In questo tempo avaro di umanità non c'è modo migliore di seminare un futuro migliore che fare spazio alla parola della poesia che per me è espressione dello Spirito.

E c'è una poesia che si nasconde, senza versi, anche nella prosa. È così che mi ha folgorato l'articolo di Maurizio Maggiani pubblicato ieri su La Stampa col titolo: Trai potenti e lo sfarzo di Notre Dame l'Europa ha scordato la lezione di Cristo. In quelle riflessioni così parla di Gesù di Nazareth: 

"Il pericolo pubblico numero uno, attentatore al potere dell'impero e del sottopotere dei suoi asserviti, l'uomo che ha annunciato l'avvenire di un regno dove regnanti sarebbero stati i semplici, i miti e gli afflitti, i perseguitati a causa di giustizia, gli operatori di pace e i portatori di misericordia; nella liturgia della chiesa ortodossa le Beatitudini non si leggono, ma si cantano, così che i cuori non ne siano mai sazi. Quell'uomo che non ha mai diviso, ma solo moltiplicato, e non ha spezzato il suo pane e il suo pesce perché gli affamati ne prendessero un infimo boccone per conservarsi nella fame, ma li ha moltiplicati perché tutti ne fossero sazi.
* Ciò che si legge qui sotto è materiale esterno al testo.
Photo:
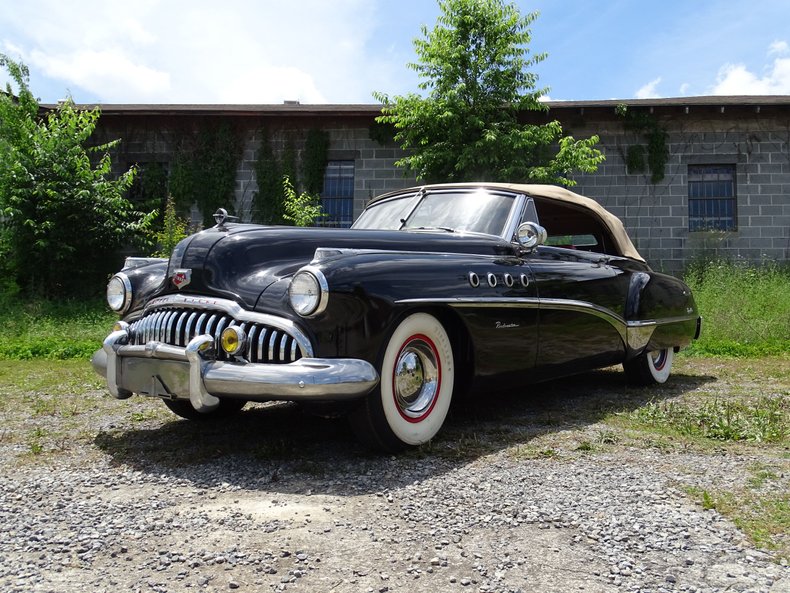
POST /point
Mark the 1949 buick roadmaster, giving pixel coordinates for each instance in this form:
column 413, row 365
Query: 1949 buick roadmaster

E parlo di un uomo perché rivendico il mio essere cristiano nonostante non abbia avuto il regalo della fede, la pazienza e il coraggio di Maddalena che l'ha portata al suo sepolcro per constatare che il suo amico e maestro era incommensurabilmente di più; sì, sono cristiano anche se ho conosciuto il figlio senza riconoscerne il padre".